Industrial-Grade Solver Software
For problems too large or complex for a spreadsheet, dedicated solver software handles millions of variables. The industry splits between commercial and open-source options.
On the commercial side, Gurobi and CPLEX are the dominant solvers for linear and mixed integer programming, used heavily in logistics, finance, and energy. MOSEK covers a broader range including conic optimization. AMPL and GAMS serve as modeling languages that let users describe problems in near-mathematical notation and then pass them to whichever solver fits best.

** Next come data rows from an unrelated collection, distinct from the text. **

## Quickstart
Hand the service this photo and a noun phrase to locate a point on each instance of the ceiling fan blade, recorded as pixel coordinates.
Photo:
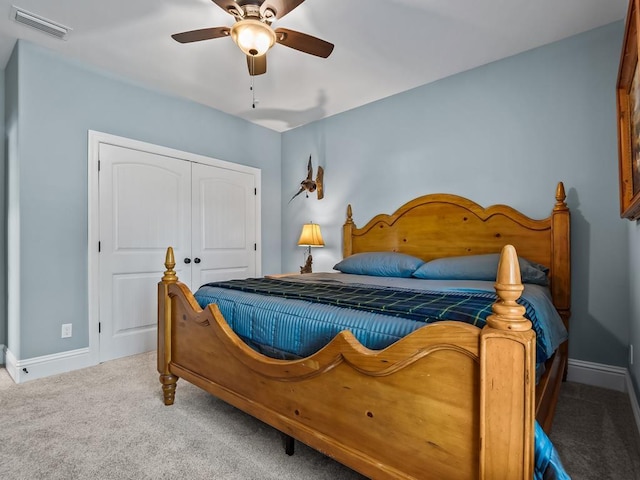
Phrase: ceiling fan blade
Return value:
(257, 65)
(303, 42)
(279, 7)
(202, 34)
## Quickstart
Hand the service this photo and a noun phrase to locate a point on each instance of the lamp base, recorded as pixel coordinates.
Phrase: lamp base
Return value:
(307, 265)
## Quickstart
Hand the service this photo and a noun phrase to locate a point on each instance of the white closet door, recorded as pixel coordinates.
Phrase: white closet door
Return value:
(224, 224)
(145, 206)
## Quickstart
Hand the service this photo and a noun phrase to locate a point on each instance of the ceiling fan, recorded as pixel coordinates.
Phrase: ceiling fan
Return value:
(252, 31)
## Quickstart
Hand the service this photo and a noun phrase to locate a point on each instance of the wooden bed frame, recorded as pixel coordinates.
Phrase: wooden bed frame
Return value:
(448, 401)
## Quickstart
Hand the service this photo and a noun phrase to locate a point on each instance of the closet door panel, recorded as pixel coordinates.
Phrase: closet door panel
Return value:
(224, 224)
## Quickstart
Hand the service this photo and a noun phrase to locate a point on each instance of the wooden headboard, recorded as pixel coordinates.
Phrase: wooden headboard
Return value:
(443, 225)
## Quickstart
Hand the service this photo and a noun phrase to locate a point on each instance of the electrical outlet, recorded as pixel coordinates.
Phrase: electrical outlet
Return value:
(66, 330)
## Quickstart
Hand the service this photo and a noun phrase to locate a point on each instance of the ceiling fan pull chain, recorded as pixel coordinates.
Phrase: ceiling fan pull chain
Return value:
(253, 91)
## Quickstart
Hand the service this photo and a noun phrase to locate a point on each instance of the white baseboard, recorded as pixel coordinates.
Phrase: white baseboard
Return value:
(597, 375)
(47, 365)
(634, 400)
(605, 376)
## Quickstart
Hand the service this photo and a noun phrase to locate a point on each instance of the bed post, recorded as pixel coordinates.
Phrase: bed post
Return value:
(507, 381)
(560, 257)
(167, 379)
(347, 234)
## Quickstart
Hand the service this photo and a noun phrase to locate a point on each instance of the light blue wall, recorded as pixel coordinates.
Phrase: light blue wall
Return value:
(506, 132)
(634, 292)
(3, 222)
(11, 197)
(59, 101)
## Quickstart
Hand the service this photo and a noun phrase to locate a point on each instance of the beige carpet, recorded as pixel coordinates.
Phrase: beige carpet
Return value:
(109, 422)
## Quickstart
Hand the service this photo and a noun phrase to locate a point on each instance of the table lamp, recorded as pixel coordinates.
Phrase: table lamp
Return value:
(310, 237)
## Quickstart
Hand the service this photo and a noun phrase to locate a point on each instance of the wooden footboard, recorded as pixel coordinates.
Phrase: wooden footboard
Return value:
(449, 401)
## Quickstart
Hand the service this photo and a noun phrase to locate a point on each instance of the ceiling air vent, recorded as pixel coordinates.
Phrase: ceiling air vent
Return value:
(39, 23)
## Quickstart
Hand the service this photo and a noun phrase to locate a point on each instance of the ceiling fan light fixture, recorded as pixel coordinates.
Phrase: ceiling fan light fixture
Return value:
(253, 37)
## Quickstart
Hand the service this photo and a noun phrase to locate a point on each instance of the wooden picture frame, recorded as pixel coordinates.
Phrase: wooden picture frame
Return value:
(628, 99)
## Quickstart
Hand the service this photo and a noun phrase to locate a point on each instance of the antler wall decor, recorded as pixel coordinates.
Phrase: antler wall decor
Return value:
(309, 185)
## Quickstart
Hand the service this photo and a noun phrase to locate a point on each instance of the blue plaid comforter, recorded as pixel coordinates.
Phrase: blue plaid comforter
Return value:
(259, 310)
(417, 305)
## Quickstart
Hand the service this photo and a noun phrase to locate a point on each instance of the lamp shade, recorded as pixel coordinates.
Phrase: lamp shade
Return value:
(311, 236)
(253, 37)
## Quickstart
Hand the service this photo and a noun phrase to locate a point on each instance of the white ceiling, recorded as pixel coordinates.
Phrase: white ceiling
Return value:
(382, 47)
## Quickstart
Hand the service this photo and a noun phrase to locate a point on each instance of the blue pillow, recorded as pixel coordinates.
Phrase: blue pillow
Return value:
(479, 267)
(380, 264)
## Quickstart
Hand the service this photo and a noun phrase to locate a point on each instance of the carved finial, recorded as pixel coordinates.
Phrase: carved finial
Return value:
(507, 313)
(560, 198)
(349, 214)
(169, 263)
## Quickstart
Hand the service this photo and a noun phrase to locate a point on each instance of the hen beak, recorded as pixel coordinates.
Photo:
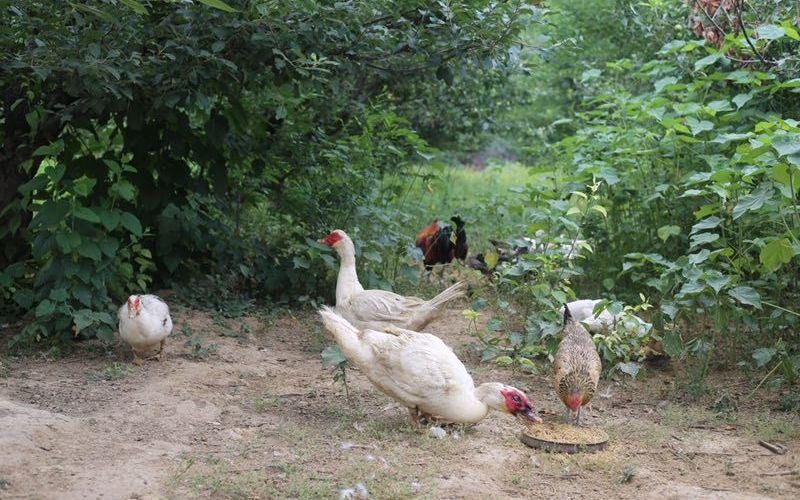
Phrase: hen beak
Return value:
(531, 415)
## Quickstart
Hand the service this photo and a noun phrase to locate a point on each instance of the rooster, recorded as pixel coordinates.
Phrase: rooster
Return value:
(440, 245)
(144, 323)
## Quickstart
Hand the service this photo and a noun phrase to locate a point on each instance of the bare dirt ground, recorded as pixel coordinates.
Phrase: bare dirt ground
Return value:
(261, 418)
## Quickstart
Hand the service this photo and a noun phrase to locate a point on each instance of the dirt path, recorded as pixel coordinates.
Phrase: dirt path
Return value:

Open-source alternatives have become increasingly capable. HiGHS handles linear and mixed integer programming. SCIP tackles both mixed integer and mixed integer nonlinear problems. GLPK, the GNU Linear Programming Kit, provides a free option for linear and integer programming. IPOPT specializes in large-scale nonlinear optimization for continuous problems.
How Solvers Are Evaluated
Two metrics matter most when comparing solvers: solution quality and speed. Solution quality is often measured by the optimality gap, which is the difference between the best solution found so far and a theoretical bound on how good the solution could possibly be. A gap of zero means the solver has proven its answer is optimal. Speed is measured by the time to reach a solution of acceptable quality, which can range from milliseconds for small linear problems to hours or days for large mixed integer ones.
The cutoff time you allow a solver matters more than you might expect. Research on algorithm configuration shows that the time budget you give a solver can fundamentally change which solving strategy performs best. A solver that’s fastest at finding a good-enough answer in 10 seconds may not be the same one that finds the best possible answer given 10 minutes.
Machine Learning and Modern Solvers
A newer development combines traditional solvers with neural networks. Rather than replacing solvers, machine learning provides them with much better starting points. In one approach, a neural network learns the pattern between a problem’s parameters and its likely solution by studying previously solved examples. It then generates a high-quality initial guess at negligible computational cost. A traditional iterative solver takes over from there, refining the prediction to whatever level of accuracy is needed.
This hybrid strategy has shown strong advantages over conventional solving for large-scale problems that need to be solved repeatedly with slightly different parameters, like re-optimizing a supply chain as demand forecasts update. The neural network handles the broad pattern recognition while the solver handles the precise math, combining the strengths of both approaches.